Please bear in mind that this is to enable KubeVirt initially, the long term approach is to move to svirt which @enp0s3 is working on.

Thus I'd really appreciate if we can merge it as is and get rid of it in 1year again.

[wrabcak]

I understand the pressure to merge the PR. However, @rhatdan needs to decide.

Thanks,
Lukas.

[rhatdan]

If you would clarify which directories kubervirt needs to write to, then we could do a much better job at securing the container. If we are going to just allow it to write all over the system, then we should just run it as spc_t.

[fabiand]

I understand. Sadly - and it's not unwillingness - I am just not able to provide the relevant data. Thus I thank for teh support, but I suppose that we should then just go with spc_t and focus on the other side to go with svirt.

[wrabcak]

I updated the PR based on comments from @rhatdan and @stu-gott .

[wrabcak]

What is the current state @fabiand are you using spc_t ?

[fabiand]

KubeVirt was using spc_t, but then came up with it's custom linux policy. This will work today for non RHCOS/FCOS hosts.
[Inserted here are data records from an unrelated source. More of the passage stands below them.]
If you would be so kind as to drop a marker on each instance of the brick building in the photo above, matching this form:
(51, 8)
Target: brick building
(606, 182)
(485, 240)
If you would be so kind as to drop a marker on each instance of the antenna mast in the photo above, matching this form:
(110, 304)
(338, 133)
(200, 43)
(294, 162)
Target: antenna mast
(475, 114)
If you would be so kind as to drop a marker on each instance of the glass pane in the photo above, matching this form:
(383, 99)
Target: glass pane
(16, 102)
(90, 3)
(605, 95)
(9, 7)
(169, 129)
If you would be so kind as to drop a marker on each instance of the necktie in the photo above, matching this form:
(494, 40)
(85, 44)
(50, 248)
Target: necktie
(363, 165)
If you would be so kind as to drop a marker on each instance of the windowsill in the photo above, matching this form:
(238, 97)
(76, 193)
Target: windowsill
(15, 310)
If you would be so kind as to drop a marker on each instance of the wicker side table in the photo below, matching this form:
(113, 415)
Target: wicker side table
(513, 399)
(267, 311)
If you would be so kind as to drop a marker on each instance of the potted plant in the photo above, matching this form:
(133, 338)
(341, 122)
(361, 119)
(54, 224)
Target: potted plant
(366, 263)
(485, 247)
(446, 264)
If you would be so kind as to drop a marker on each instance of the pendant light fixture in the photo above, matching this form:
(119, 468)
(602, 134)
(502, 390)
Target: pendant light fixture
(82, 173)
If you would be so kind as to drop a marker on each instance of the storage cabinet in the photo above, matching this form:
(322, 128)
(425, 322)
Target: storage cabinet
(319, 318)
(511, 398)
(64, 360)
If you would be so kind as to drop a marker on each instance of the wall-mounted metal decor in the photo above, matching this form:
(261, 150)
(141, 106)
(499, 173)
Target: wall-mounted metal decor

RedHat's CNV is using spc_t (based on the KubeVirt code which was also using spc_t), and will now continue to use spc_t until we are able to switch to svirt_t. The intermediate steps - like adding our custom policy to container-selinux - are just a little difficult to do atm.

[wrabcak]

Understand.

@rhatdan Could we close the PR?

[rhatdan]

Sure, but we are also having a lot of conversations about how to support kata containers, which might have similar issues to kubevirt. Basically we need a lvm_container_t, that is able to run as a VM and able to read/write container_file_t content.

[wrabcak]

@rhatdan , Understand. We should open some Issue on this project where we could discuss it. I don't think this is a good place for discussion about kata containers.

Thanks,
Lukas.

[rhatdan]

We now have container_kvm_t, which satisfies this need

[fabiand]

Just for the record: container_kvm_t is probably not what KubeVirt can use. But now we have switched to an approache where we are shipping our custom type during KubeVirt deployment.